Canadian musician Dave Cohen is one of the most in demand keyboard players in Nashville. Recently named the 2018 Music Row All Star Keyboard Player and ACM’s 2017 winner for “Piano/Keyboard Player of the Year” Cohen has played on numerous Top 40 country hits working with artists such as Steven Tyler, Reba, Florida Georgia Line, Kip Moore, Rascal Flatts and more. He was also recently in the studio with Ed Sheeran. See a list of the songs he has worked on here.
We caught up with Dave to discuss the life of an in demand musician and what it is like to work in the studio, how much input he has and more.
Hi Dave – how are you?
Doing great, just sitting in my car between sessions
What have you been up to this week?
I have a couple of records ongoing that I’m working on with different producers. So every day brings something different. At the moment it’s Florida Georgia Line, Walker Hayes and Jake Owen.
Can you tell us a bit about your background and what got you into music? Can you remember when you realised music is the career you wanted?
My dad always sang and play guitar, so I always had someone to play music with. When I had to figure out what to do after high school, music school was an easier option than anything else I thought that was a great idea.
What is it about they keyboard that you love so much?
There are so many sounds. Guitars end up sounding like guitars, drums like drums… but there’s a whole world of keyboard instruments to play. Pianos, Accordion’s, organs, synthesizers.
Are you self taught or did you have lessons? What age did you start playing?
I had lessons at around age 6 until 13. Then picked it back up for college.
Can you play any other instruments?
Not professionally 🙂
Tell us about growing up in Canada?
Growing up in canada was great. The Canadian government has laws that a certain percentage of content broadcast on the radio must be certified “Canadian content”. So we grew up with a nice mix of everything that made it big on US radio, as well as Canadian artists. Who were typically awesome 🙂
How often do you get to go back?
What made the decision to move to Nashville?
I had been touring with a few Canadian acts and realized there was a ceiling to how my career would go if I didn’t move to a larger market. Nashville was the closest.
Tell us about your first big break?
I got an audition for a country artist named Joe Nichols. From there I was plugged in to the city’s music scene and it all went downhill from there
You have played on many hit records with many big names such as Kip Moore, Old Dominion, FGL, Rascal Flatts to name a few. How would you describe a typical day of session recording?
Every session and artist does things differently but broadly. We get set up ready to go at 10am. We listen to the songs we’re going to play that day and make charts so we can all be on the same page, so to speak. Then make music until 9pm some days.

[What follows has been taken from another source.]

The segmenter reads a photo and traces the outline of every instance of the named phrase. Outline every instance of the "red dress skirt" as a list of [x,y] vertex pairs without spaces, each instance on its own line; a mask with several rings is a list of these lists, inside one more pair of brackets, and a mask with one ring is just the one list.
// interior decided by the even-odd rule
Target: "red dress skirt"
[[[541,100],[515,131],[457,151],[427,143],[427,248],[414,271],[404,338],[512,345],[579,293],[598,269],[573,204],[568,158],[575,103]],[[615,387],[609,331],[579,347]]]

Do you also improvise a lot? Give ideas of how to make a melody sound better?
Everything I play in a session is improvised. We often have a demo recording of how the songwriter intended the song to be played but we’re not locked to that. We’re free to give ideas.
Same question for live shows you are a part of?
I haven’t played live shows in quite a few years. But it’s diffferent from live playing because on stage you’re expected to have learned the music and perform it accurately. In the studio you get to make it up.
What have been the most fun projects to be a part of?
The most fun are the projects are often the ones you expect to be bad. Weird Studio, weird songs, new people can make for great days of recording.
Although you haven’t played the live shows for a while, when you did – did you prefer the touring or studio life?
I enjoy Studio life because I get to sleep in my bed every night. I spent many years in hotel rooms and tour busses, I feel it’s a good time to be home.
Tell us about some of your favourite moments in the studio, any pinch me moments?
Playing on kid rock’s album was a cool pinch me moment. So was Steven Tyler! Both really nice guys that I’ve respected musically for years. It’s always nice when you meet those people and they’re fantastic to be around.
When you did tour – did you ever play on a UK stage?
I have played the UK on a few occasions. A few years ago for Canada Day at Trafalgar Square in London was a highlight.
As a musician who is very much in demand – how do you choose what projects to be a part of?
Mostly it’s first come first serve basis. But sometimes you have to bend the rules. Scheduling is one of the toughest parts of my job.
You were named ACM Musician of the Year last year – How did that feel?
It was humbling and exciting at the same time. It always feels good to be recognized amongst your peers. Especially when your peers are all such incredible musicians.
Do you write music at all?
I used to write instrumental music for advertisements, but I haven’t in a few years.
What is your favourite song to play?
Smoke on the Water!
Apart from all the fancy extras – is there much difference between a standard keyboard and top notch one? What advice would you give a keen keyboardist who wants to buy a keyboard but doesn’t have much of a budget.
Software is so fantastic and affordable these days. Buy a midi controller and plug it into your laptop or iPad. There are many options out there beyond fancy expensive keyboards.
What do you do in your spare time?
What do you have planned for the rest of the year?
I’m going to be finishing up work on a Florida Georgia line record. But every day is different!
Thanks so much for chatting today, I really appreciate it.